Background: Although the association between apolipoprotein E (APOE) genetic polymorphisms and multiple sclerosis (MS), has been debated, the presence of the epsilon4 allele has been associated with an aggressive disease progression.
Objectives: Present study aimed to investigate whether or not the APOE allele has an impact on disease progression in patients with MS. The study investigated the presence and clinical correlations of certain APOE genotypes in patients with MS.
Materials and methods: Fifty patients were enrolled in the study. APOE genotype was determined by polymerase chain reaction (PCR), the total apoE level was established using the nephelometric method. Expanded Disability Status Scale (EDSS) scores were also established. The progression index (PI) was calculated as the EDSS score/disease duration.

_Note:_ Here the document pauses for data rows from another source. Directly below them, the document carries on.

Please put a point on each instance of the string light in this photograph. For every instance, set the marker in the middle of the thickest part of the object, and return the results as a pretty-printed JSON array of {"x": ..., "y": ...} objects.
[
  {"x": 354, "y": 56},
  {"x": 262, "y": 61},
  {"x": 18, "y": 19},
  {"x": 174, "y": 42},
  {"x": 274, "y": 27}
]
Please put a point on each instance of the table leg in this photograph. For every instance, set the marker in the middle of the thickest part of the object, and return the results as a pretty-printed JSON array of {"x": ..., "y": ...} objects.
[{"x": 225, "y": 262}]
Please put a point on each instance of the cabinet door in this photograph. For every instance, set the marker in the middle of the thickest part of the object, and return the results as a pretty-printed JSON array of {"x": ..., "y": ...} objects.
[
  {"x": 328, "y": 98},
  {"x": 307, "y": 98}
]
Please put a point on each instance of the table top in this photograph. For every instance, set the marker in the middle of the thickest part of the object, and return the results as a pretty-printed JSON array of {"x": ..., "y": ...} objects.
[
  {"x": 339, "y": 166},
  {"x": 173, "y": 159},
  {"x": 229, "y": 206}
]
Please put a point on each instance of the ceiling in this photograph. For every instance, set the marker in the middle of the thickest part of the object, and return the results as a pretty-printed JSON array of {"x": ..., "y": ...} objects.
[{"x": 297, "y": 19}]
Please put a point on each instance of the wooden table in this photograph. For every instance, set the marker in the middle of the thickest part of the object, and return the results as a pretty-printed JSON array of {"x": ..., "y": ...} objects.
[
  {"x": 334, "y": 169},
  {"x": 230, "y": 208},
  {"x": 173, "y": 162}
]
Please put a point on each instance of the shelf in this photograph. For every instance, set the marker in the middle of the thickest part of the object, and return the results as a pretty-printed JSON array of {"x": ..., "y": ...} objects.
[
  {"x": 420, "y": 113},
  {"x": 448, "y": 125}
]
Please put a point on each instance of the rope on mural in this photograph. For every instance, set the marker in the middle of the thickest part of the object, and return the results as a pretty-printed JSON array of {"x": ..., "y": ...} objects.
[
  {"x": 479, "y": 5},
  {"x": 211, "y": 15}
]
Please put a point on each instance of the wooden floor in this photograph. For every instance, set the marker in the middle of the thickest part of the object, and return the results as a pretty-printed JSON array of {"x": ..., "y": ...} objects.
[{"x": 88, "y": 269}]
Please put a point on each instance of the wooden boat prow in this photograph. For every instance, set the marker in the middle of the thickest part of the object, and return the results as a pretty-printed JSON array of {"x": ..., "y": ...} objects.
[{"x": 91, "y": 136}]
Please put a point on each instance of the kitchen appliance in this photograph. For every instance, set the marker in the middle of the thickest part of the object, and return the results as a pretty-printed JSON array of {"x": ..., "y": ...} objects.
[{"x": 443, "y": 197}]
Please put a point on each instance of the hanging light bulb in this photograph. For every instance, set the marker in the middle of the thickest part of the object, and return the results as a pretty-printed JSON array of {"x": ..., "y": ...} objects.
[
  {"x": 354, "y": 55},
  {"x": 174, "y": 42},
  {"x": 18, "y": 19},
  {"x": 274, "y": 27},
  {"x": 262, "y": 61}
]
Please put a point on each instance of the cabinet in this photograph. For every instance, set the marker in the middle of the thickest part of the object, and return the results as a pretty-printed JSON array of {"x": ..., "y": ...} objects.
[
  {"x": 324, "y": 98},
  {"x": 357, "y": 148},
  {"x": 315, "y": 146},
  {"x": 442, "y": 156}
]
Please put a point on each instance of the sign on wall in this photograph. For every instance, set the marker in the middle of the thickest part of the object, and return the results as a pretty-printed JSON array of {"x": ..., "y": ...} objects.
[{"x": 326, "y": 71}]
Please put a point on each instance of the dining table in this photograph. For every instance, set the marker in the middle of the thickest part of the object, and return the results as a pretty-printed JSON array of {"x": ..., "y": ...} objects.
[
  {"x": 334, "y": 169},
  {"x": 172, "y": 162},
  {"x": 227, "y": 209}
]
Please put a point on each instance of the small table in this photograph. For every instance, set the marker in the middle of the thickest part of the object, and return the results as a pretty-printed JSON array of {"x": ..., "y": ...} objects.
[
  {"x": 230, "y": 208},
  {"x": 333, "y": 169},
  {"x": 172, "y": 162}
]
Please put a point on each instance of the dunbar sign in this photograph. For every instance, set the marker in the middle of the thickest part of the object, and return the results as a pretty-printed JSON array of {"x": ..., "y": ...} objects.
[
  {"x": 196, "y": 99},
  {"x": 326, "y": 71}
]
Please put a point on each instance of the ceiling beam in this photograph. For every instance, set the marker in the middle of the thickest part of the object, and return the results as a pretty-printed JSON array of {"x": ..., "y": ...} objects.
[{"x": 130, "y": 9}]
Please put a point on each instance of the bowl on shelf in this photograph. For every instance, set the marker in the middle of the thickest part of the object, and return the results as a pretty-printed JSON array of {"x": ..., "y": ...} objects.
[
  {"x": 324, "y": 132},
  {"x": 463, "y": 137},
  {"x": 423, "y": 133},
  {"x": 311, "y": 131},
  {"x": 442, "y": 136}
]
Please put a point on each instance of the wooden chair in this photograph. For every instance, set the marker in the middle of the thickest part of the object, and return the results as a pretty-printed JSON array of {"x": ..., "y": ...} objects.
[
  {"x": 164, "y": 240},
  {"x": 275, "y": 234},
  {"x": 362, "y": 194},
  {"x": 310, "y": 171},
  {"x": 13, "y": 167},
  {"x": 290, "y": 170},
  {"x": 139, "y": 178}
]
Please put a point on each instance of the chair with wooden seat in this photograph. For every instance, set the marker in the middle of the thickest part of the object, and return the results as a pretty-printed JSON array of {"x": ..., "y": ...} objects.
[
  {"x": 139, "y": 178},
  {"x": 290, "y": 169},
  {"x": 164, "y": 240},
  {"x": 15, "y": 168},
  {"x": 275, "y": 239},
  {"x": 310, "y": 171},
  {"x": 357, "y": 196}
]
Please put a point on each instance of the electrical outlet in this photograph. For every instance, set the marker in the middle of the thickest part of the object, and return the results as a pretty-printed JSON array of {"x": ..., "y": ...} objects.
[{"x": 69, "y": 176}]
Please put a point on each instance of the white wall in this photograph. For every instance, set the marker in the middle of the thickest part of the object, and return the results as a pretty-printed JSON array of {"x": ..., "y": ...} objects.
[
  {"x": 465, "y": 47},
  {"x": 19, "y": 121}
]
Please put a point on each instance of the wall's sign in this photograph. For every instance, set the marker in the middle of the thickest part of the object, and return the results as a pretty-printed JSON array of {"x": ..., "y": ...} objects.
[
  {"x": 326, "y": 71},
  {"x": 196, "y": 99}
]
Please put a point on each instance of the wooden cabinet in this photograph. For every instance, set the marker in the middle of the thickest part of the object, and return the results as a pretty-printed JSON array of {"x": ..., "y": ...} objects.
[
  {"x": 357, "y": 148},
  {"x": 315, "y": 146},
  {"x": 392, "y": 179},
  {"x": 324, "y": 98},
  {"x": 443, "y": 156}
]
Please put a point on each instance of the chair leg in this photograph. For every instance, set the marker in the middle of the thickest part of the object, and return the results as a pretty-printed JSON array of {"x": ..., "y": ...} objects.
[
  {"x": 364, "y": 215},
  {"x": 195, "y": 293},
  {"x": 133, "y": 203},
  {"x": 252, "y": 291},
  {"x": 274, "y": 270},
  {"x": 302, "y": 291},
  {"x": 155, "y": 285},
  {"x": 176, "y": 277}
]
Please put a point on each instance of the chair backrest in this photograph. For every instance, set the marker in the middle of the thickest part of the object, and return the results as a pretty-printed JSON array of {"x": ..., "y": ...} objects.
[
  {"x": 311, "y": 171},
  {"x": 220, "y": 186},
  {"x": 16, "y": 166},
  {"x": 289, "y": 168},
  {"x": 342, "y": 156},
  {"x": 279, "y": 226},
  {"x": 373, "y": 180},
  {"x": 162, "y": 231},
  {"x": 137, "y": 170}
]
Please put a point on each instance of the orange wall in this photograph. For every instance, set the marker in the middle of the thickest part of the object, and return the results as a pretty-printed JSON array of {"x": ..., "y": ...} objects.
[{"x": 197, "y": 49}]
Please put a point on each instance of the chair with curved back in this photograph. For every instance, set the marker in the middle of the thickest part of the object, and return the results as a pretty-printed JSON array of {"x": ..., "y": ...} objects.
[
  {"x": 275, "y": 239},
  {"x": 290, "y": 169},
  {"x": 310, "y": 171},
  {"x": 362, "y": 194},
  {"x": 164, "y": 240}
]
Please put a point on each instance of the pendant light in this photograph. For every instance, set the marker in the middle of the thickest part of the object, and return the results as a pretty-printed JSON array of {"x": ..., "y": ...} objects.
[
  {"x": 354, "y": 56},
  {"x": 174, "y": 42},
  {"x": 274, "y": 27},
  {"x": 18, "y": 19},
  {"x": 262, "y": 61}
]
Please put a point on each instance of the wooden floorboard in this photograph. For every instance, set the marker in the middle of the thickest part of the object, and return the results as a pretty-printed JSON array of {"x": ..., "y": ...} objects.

Results: The most common APOE genotype in MS patients was epsilon3/epsilon3 (82.0%). Male patients with MS were significantly more likely to have epsilon4, and at baseline, the disease duration was shorter, the EDSS scores were higher, the serum total ApoE levels were lower, and the PI was significantly higher. The MS onset age, clinical types, EDSS scores, and PI were not significantly correlated with epsilon4 allele-positive. Visual onset and sensory onset are good prognostic factors. There were no patients with visual onset and few patients with sensory onset in the epsilon4-positive group.
Conclusions: The present study established male patients with MS had a higher APOE epsilon4 frequency and disease severity, but were likely to have lower serum ApoE levels. An additional study is needed with a larger sample to include all genotypes.